A la mañana siguiente Sofronia y Bibiana van a presumir a la lavandería, ante Delfina, de todo lo que han visto, hecho, dicho, sentido.

-Casi hemos bailado con el presidente.

-Yo casi lo toqué en un brazo.

-Lástima que tenga ese defecto.

-¿Qué defecto?

-Bueno, ese pelo verde como la achicoria. Yo, si fuera su mujer, se lo haría teñir.

-¿Está casado?

-Casi. Dicen que se casará con Miss Universo. Una rubita un poco chalada. Figúrate que a medianoche escapó porque, dicen, si vuelve a casa después de las doce, su madre le pega.

Y Delfina callada.

Por la tarde toda Módena está alborotada. Embajadores del planeta Venus están recorriendo la ciudad, casa por casa, para una misión extraordinaria, con dobles gastos de viaje pagados.

-¿Qué hacen? ¿Qué buscan?

-Figúrense: dicen que la Miss Universo era una de Módena.

-De Módena o de Rubiera.

-Con la confusión se olvidaron de preguntarle cómo se llamaba. Y el presidente venusiano quiere casarse con ella hoy mismo, si no presenta la dimisión y se retira a una estación de gasolina.
Los embajadores van por ahí con un anillo, comparan el color de la piedra con el de los ojos de las muchachas, pero jamás los encuentran iguales.

Sofronia corre a probarse el anillo.

-Señorita, ¡pero usted tiene los ojos negros!

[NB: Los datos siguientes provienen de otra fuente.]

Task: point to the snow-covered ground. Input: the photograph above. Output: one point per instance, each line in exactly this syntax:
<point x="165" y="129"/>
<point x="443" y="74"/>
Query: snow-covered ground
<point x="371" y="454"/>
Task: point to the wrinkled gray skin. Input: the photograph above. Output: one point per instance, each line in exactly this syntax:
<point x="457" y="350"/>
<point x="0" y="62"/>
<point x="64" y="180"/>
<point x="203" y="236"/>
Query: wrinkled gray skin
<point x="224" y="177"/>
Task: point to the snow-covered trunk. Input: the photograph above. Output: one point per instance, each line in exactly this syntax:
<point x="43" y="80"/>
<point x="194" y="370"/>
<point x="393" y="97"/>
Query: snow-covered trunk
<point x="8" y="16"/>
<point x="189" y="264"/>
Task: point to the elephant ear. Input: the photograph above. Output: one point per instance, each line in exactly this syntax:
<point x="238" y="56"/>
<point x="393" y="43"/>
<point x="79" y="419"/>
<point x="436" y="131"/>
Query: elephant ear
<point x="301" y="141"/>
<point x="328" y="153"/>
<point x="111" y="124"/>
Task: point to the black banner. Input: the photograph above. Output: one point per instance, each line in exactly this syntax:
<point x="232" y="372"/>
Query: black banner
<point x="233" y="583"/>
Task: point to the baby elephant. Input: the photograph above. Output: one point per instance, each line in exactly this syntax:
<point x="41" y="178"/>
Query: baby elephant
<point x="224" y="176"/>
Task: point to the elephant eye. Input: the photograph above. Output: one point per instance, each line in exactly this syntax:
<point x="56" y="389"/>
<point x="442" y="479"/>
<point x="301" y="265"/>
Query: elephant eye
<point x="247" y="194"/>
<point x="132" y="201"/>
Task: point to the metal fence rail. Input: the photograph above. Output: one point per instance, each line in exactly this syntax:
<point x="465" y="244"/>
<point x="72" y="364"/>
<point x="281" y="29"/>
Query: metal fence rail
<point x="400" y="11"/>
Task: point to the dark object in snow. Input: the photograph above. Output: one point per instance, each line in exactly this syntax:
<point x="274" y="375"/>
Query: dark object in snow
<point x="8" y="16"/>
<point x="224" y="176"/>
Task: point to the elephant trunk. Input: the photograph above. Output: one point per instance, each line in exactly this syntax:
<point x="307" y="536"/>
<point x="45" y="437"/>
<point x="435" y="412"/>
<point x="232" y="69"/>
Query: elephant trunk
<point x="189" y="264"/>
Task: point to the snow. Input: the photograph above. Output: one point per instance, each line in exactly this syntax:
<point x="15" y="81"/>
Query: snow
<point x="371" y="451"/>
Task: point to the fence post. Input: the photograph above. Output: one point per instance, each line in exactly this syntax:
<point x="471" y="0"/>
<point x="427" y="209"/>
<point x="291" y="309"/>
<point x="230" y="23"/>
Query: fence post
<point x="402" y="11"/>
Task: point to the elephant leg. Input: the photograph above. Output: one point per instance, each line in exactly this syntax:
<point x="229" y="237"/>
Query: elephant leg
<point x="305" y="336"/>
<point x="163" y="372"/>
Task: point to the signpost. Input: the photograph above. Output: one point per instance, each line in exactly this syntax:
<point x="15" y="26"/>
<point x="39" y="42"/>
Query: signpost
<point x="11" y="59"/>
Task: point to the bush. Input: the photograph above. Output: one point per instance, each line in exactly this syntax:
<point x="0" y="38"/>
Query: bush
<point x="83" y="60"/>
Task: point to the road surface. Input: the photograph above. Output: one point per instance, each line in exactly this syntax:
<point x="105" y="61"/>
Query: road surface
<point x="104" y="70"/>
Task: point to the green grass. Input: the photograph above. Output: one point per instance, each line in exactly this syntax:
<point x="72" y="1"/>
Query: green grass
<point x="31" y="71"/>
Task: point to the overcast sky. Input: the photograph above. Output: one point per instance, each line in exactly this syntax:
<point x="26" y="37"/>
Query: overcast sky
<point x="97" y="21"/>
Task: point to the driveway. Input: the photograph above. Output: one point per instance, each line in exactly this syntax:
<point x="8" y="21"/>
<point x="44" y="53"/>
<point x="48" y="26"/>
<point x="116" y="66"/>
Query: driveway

-¿Qué importa? Tengo los ojos cambiantes. Ayer por la noche podía tenerlos del color que dicen ustedes.

Corre Bibiana a probarse el anillo.

-Señorita: usted tiene los ojos castaños.

-¿Qué quiere decir? Si el anillo me va, soy la que ustedes buscan.

-Señorita, déjenos trabajar.

Anda que te andarás, llegan al Canal Grande; están en las inmediaciones de la lavandería Borgetti. Pero antes que ellos entra en la lavandería la señora Foglietti, a recoger su traje.

-Aquí lo tiene -dice Delfina, temblorosa.

-Pero ¡aún no está planchado! -protesta la señora Foglietti.

-¿Qué significa esto? -dice doña Eulalia-. ¡Tenía que estar listo ya ayer a la puesta del sol! ¿Qué historias son estas?

Delfina palidece. Y como en ese mismo momento aparecen en el umbral los embajadores venusianos de uniforme, y ella los confunde con guardias, y cree que han venido por el robo del vestido, se le ocurre desmayarse.

Cuando vuelve en sí, se encuentra sentada en la mejor silla de la tienda, y a su alrededor embajadores, primas, tías, clientes y una gran multitud, dentro y fuera de la puerta, todos en éxtasis, todos a la espera de que abra los ojos.

-¡Eso es, miren! -gritan los embajadores-. Ahí tienen los ojos de color verde-venus.

-¡Y ese es el vestido que Miss Universo llevaba ayer por la noche! -grita triunfante la señora Foglietti.

-Yo… -balbucea Delfina-, yo… me lo puse… pero no lo hice a propósito…

-Hija mía, ¿qué dices? ¡Ese traje es tuyo! ¡Qué honor para mí! ¡Qué honor para mí! ¡Qué honor para Módena y Campogalliano! ¡Nuestra Delfina presidenta del planeta Venus!

Etcétera, etcétera. Se suceden las felicitaciones.

Esa misma noche Delfina parte hacia Venus, se casa con el presidente de la República, el cual, para estar en su compañía, presenta la dimisión de su cargo y vuelve a su trabajo en un surtidor de carburante fotónico para astronaves. A los venusianos les toca elegir otro presidente y dar otro baile. Va a él también la señora Foglietti, llevando a Delfina recuerdos de su tía, de Bibiana y de Sofronia, que se han ido a tomar las aguas a las termas de Chianciano. Y le lleva también una estupenda docena de huevos frescos, comprados en Campogalliano.